- Born: 1965 (age 60–61)
- Education: Ondokuz Mayıs University (B.A) Indiana University (M.A) Hacettepe University (PhD)
- Occupation: Academic

= Metin Boşnak =

Turkish academic (born 1965)

Metin Boşnak (born 1965) is a Turkish professor of Bosniak origin. His academic publications include contributions to the fields of American culture and literature and comparative literature and cinematography.

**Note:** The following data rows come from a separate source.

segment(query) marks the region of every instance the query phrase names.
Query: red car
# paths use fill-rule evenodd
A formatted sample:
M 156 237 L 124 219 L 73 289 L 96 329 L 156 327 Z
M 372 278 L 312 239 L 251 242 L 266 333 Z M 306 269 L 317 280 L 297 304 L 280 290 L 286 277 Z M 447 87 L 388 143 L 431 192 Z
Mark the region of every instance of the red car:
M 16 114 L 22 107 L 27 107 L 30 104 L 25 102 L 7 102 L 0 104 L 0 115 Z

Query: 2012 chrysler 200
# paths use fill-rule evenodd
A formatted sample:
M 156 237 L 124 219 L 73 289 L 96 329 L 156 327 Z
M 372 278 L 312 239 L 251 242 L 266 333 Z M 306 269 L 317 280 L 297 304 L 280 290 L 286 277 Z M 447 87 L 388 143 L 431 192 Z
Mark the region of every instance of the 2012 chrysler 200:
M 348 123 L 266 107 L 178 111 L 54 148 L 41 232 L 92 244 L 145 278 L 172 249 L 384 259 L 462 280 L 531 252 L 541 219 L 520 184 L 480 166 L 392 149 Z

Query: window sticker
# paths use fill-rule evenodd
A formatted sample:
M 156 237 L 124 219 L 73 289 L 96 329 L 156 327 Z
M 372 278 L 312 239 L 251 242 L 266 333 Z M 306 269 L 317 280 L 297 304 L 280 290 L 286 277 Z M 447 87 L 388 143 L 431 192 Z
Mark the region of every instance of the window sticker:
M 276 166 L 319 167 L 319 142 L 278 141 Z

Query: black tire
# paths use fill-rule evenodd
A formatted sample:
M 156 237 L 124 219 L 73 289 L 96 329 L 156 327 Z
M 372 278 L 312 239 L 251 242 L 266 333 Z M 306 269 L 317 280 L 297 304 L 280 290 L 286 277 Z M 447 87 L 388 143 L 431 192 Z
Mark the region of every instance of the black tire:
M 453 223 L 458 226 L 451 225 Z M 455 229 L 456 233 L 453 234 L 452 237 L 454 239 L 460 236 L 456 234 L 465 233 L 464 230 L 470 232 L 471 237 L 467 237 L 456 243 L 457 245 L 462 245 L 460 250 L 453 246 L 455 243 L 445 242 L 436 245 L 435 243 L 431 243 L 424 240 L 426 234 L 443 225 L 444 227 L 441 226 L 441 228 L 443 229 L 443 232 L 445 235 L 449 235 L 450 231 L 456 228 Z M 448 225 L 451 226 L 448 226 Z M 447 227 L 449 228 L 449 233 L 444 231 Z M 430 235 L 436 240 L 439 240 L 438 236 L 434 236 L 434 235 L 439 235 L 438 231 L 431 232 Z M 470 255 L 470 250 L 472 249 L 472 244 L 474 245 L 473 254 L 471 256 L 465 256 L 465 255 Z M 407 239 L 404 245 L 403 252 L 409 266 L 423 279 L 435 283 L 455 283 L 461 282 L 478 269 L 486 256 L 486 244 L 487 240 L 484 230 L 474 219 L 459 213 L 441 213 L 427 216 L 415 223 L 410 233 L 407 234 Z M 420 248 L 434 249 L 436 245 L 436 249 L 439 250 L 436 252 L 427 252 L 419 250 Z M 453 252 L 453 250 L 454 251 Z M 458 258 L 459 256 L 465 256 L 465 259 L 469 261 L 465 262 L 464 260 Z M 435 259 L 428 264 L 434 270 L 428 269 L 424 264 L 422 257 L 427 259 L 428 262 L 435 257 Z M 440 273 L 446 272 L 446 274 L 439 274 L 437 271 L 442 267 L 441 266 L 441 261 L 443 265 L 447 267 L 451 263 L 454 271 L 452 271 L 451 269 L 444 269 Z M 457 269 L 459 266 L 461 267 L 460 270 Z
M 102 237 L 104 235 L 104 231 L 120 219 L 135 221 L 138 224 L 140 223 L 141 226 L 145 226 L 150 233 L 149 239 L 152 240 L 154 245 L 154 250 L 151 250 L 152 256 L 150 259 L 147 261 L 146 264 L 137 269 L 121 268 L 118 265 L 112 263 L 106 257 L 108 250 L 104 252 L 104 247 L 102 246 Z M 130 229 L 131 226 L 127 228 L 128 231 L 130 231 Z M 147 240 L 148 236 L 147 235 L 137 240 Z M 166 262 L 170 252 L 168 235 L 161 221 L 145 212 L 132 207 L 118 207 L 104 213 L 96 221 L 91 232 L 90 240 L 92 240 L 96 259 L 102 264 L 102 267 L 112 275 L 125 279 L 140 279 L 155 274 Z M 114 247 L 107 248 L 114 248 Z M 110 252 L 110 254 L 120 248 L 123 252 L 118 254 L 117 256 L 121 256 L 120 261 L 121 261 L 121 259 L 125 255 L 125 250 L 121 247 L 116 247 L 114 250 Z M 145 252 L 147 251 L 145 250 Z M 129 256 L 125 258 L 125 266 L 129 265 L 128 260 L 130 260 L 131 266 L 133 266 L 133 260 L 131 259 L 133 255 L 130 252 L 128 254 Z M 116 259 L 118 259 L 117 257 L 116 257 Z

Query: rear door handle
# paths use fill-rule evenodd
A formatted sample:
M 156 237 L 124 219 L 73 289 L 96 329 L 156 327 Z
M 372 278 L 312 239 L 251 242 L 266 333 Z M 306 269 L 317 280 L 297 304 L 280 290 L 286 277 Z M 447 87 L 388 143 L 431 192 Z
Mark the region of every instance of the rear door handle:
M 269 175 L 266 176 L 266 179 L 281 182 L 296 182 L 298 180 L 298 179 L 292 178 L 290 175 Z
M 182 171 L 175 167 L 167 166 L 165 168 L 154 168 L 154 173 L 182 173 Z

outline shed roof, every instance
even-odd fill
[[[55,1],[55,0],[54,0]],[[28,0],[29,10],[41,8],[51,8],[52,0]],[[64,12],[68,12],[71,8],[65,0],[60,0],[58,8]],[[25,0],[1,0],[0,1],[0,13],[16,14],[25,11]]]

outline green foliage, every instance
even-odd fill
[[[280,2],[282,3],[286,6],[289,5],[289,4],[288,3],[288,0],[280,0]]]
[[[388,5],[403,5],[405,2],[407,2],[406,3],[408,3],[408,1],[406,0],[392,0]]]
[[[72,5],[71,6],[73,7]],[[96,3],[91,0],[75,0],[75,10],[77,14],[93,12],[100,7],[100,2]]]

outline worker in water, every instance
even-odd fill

Metin Boşnak has a BA in TEFL from College of Education, Ondokuz Mayıs University, Samsun, Turkey. As a Fulbright scholar, he completed his M.A. in Comparative Literature at Indiana University, Bloomington, Indiana, in 1990. On return to Turkey, he pursued a PhD in American studies at Hacettepe University, Ankara, which was completed in 1996. Dr. Boşnak published a collection of poetry in English and Turkish in 1987, Behind My Shadow. Since then he has been publishing scholarly articles on various aspects of Comparative Literature and American Studies. He presented numerous papers at home and abroad, co-edited two academic periodicals: Kızılırmak (1992), and Academia (1995). Dr. Boşnak set up, and has chaired the Department of American Studies at Fatih University (September 2000 – August 2007). Earlier he set up and chaired the Department of English Language and Literature at Fatih University (September 1997 – January 2006). He also chaired the Department of Foreign Languages at Fatih University (February 1998 – July 1999). As a visiting professor, he taught in English Department, St. Louis Community College (STLCC-Meramec Campus), Missouri (Fall 2007 – Spring 2008). Upon returning home, he taught in the English Department, Girne American University (2008–2009). Boşnak taught at Saint Louis Community College in 2009–2010. He has professional affiliations with MLA, ACLA, ICLA, ASA and MCCA. Currently, he teaches in the English Department of Istanbul Sabahattin Zaim University after seven years of work at the International University of Sarajevo, Bosnia and Herzegovina. He is the author of a collection of poetry, Behind My Shadow (1987)(Gölgemin Arkasında), McDevlet, McDarbeler (2017), McStates, Democracy, McCoups (2021), Archetypal and Feminist Approaches to American Literature (2021), T.S. Eliot’s Poetics of Politics (2021) and Poetics of Love (Aşkın Poetikası) (2021).